The coastal towers were built during a span of sixty years and can be easily classified into two distinct groups that reflect two separate concepts of coastal defence strategy. The first group were massive squarish towers fitted with heavy pieces of artillery and garrisoned by a sizable detachment of regular troops. These large towers were built not only to guard the major bays susceptible to invasion but were also expected to engage the disembarking enemy with their powerful guns while their garrisons were required to harass and reconnoitre the enemy.
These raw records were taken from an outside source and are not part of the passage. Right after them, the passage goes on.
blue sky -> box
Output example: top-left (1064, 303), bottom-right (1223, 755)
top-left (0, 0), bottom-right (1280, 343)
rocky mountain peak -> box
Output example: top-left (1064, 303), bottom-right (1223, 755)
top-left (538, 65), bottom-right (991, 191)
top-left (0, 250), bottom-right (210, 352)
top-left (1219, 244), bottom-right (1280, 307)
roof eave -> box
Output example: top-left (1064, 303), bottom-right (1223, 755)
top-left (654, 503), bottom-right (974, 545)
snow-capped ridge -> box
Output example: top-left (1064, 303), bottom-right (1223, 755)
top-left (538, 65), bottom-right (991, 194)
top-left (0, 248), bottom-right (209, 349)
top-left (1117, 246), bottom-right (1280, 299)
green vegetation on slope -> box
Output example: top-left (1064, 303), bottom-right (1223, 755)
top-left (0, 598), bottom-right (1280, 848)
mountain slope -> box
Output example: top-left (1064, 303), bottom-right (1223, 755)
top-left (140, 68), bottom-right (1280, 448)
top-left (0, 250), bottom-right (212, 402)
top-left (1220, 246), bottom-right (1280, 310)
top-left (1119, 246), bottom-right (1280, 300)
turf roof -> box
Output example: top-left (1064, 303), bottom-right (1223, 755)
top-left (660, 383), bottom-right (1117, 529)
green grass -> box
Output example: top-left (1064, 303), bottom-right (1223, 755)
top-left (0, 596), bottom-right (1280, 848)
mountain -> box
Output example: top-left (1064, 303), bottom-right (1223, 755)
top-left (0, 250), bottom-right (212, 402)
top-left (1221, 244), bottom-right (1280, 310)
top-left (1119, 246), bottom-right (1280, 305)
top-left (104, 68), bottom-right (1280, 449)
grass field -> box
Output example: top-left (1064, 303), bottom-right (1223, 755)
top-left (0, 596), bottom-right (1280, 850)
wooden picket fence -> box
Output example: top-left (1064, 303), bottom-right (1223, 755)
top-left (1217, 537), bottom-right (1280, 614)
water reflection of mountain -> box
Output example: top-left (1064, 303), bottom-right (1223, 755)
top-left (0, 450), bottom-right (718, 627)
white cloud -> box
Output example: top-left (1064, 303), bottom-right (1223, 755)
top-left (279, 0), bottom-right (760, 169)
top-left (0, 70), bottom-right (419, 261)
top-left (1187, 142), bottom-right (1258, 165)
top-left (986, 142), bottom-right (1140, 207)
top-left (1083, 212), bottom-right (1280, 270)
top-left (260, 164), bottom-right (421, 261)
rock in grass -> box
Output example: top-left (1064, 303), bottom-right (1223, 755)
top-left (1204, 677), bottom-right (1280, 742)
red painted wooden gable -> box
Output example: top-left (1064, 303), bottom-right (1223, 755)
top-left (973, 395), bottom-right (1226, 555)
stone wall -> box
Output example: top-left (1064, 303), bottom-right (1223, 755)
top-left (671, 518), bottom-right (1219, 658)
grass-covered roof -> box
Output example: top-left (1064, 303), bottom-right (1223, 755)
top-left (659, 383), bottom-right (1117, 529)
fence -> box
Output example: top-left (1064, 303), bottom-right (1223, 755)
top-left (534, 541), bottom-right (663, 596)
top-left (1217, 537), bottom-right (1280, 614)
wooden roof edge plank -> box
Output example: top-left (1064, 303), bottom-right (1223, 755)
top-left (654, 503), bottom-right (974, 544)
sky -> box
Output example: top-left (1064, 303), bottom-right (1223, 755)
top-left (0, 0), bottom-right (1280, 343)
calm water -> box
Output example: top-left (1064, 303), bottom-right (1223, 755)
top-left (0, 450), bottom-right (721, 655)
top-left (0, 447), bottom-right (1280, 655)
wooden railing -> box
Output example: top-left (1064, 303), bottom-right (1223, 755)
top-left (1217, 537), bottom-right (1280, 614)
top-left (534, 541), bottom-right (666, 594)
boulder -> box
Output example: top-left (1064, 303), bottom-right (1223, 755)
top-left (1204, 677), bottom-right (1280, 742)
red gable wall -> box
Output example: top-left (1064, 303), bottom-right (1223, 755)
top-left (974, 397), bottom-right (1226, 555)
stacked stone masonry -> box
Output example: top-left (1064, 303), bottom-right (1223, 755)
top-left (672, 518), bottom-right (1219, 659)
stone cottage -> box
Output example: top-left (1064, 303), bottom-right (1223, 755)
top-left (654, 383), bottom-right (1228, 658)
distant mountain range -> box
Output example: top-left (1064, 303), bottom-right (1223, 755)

In the period between 1620 and 1649 the Knights had also introduced a much smaller type of coastal tower intended to serve solely as a permanent lookout post rather than as an isolated stronghold. The new watch-towers built during the rule of Grand Master Lascaris, but paid for by the Universita, were intended to fulfil a clear-cut role, enabling the Order's engineers to standardize and perfect their design from the elongated Lippia-type watch-tower to the more squattish example at Wied iz-Zurrieq. The latter was to serve as a blue-print for the chain of thirteen watch-towers built by Grand Master De Redin and designed to relay warning signals all the way to Valletta. The limiting factors that had determined the reduction in the size of the coastal towers and the change in their role were basically ones of manpower - the Order did not have the manpower to post large detachments of troops at every possible landing place. These lessons were soon to be forgotten in the beginning of the 18th century when the Knights again embarked upon the fortification of every bay and inlet around the island, when batteries, redoubts and coastal entrenchments were then the new order of the day.

From
Stephen C Spiteri (1994):
Fortresses of the Cross - Hospitaller Military Architecture (1136-1798)
Heritage Interpretation Services (p.272-273).